Nasza Loteria SR - pasek na kartach artykułów

Piłkarska kadra bez taniej sensacji oczami "wyznawcy Kościoła Adama Nawałki”

Tadeusz Nadolski
Adam Nawałka
Adam Nawałka Bartek Syta
7 grudnia nakładem wydawnictwa „Sine Qua Non” ukaże się książka pt. „Dekalog Nawałki”. Autorem jest Marcin Feddek. Feddek jest dziennikarzem, od 2005 roku reporterem stacji Polsat Sport. Ma za sobą krótką karierę piłkarską. Stąd się wzięła jego pasja do futbolu. O czym jest ta książka? Najogólniej mówiąc, dzięki niej możemy zajrzeć za kulisy reprezentacji, w której zakochała się cała Polska!

Poznany m.in. mowy motywacyjnej Roberta Lewandowskiego przed meczem z Niemcami. Staniemy w tunelu obok Łukasza Piszczka tuż przed wyjściem na stadion we Frankfurcie. Weźmiemy udział w zamkniętej imprezie tuż po wywalczeniu awansu na Euro 2016. Poczujemy przeszywającą ciszę w autokarze po porażce z Portugalią…
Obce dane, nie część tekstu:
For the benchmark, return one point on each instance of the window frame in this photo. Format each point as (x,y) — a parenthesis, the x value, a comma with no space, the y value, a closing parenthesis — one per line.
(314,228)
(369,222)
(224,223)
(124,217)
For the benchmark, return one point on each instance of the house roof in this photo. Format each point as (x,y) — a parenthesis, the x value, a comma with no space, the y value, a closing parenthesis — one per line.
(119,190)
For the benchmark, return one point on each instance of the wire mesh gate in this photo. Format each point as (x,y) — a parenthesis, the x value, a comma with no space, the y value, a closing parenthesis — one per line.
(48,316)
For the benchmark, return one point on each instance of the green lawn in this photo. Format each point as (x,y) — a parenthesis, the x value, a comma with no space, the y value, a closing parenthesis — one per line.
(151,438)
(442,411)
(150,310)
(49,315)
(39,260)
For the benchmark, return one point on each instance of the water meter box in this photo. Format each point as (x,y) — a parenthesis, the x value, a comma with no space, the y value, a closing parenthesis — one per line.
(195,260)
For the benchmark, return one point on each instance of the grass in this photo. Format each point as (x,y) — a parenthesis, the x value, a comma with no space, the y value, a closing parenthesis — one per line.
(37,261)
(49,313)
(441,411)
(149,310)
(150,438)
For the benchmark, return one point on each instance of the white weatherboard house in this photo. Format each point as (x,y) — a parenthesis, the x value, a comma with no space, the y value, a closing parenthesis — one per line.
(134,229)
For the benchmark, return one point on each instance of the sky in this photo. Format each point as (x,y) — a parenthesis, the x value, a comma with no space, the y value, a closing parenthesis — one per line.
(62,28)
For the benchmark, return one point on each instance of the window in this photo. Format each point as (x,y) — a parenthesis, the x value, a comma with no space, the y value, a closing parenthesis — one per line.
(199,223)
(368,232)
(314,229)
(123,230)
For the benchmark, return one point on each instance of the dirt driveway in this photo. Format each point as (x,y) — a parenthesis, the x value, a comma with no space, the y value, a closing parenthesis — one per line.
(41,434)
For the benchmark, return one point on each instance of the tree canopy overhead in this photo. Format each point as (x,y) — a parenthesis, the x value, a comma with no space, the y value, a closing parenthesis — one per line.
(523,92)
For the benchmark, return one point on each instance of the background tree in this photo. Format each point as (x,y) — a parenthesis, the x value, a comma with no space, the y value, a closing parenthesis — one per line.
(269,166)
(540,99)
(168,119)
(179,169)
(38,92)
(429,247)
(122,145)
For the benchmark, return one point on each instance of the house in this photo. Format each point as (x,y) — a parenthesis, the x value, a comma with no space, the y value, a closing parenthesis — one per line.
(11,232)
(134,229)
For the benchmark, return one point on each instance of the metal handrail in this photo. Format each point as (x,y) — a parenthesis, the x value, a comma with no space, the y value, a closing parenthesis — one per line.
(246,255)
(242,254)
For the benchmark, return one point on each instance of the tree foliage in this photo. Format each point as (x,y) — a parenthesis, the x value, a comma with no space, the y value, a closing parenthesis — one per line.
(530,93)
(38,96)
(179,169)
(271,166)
Marcin Feddek od początku kadencji Adama Nawałki został obdarzony przez selekcjonera szczególnym zaufaniem. Jako jedyny dziennikarz miał możliwość śledzenia zamkniętych treningów kadry i podróżowania wraz z nią, a prywatne rozmowy z trenerem i zawodnikami dały mu dostęp do informacji zarezerwowanych wyłącznie dla członków sztabu. W tej książce dziennikarz Polsatu Sport po raz pierwszy odkrywa przed czytelnikami kulisy reprezentacji, która dotarła do ćwierćfinału mistrzostw Europy we Francji. Przybliża metody selekcjonera, tłumaczy jego decyzje taktyczne, a także przedstawia, jak od środka funkcjonuje najważniejsza drużyna narodowa w kraju.
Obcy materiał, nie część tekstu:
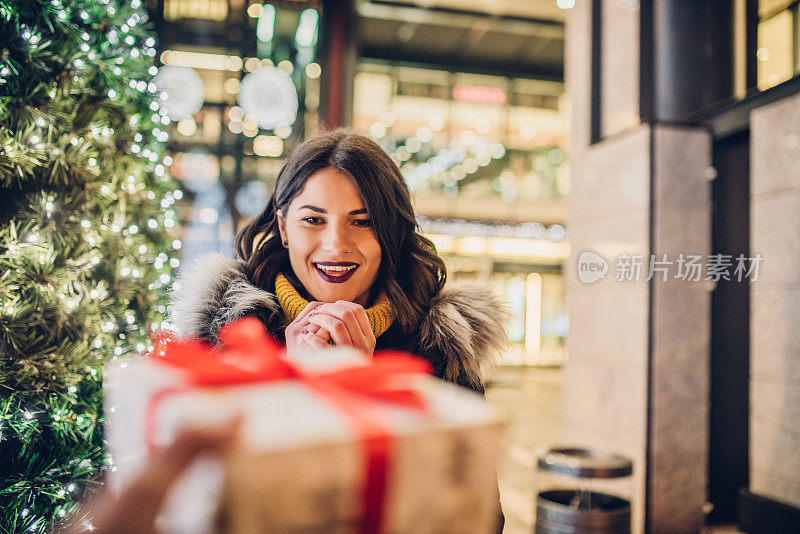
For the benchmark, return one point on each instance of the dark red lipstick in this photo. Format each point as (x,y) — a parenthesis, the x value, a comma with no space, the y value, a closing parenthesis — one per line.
(335,276)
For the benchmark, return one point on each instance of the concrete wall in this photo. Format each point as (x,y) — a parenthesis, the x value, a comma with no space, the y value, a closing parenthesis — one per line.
(775,302)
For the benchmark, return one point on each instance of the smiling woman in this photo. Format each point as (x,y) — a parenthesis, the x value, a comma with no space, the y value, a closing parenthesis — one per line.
(336,257)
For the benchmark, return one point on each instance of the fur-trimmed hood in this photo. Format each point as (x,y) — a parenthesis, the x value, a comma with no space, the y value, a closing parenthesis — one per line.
(465,324)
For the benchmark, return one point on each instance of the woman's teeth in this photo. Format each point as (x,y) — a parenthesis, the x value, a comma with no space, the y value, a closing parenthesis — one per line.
(335,271)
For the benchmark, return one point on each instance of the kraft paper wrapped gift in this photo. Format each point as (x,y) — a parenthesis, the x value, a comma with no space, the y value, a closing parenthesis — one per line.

Umowa była prosta... A jakie były początki przy reprezentacji Nawałki?
- Zaczęło się od tego, że pierwsze dwa, trzy treningi w Grodzisku oglądałem z ukrycia, po ciemku, w budynku hotelowym i nikt o tym nie wiedział. A potem Nawałka pozwolił mi już wejść oficjalnie na trening. I wszyscy wiedzieli, przynajmniej piłkarze, że jestem tym dziennikarzem, który może te treningi oglądać. Umowa była prosta, że ani składu, ani tego, co robią na treningach nie sprzedaję przed meczem, broń Boże, natomiast mogę z tej wiedzy korzystać, analizując mecze naszej reprezentacji do naszego programu „Cafe Futbol”. Sprawiało mi to dużą radochę, że mogę ludziom pokazywać, jak ta drużyna się rozwija, wiedząc co robią na treningach i wiedząc co wyszło w meczu, mogłem to kibicom przed telewizorami wytłumaczyć. I w ten sposób ta nasza współpraca się docierała. Na początku Adam miał trochę uwag, jak to pokazywać, jak to robić. Pod tym względem był i jest bardzo konkretny i zasadniczy. Wiedziałem, że pewnych barier nie można przekroczyć, na przykład do szatni nigdy nie wchodziłem. W samolocie jak z nimi wracałem, to zajmowałem z moim operatorem dwa ostatnie miejsca w tyle, bo samolot był traktowany tak samo jak szatnia, jak autobus, do którego nie mają prawa wejść też kobiety. To rzecz święta miejsce dostępne tylko dla reprezentacji - mówił w wywiadzie dwa tygodnie po zakończeniu Euro 2016.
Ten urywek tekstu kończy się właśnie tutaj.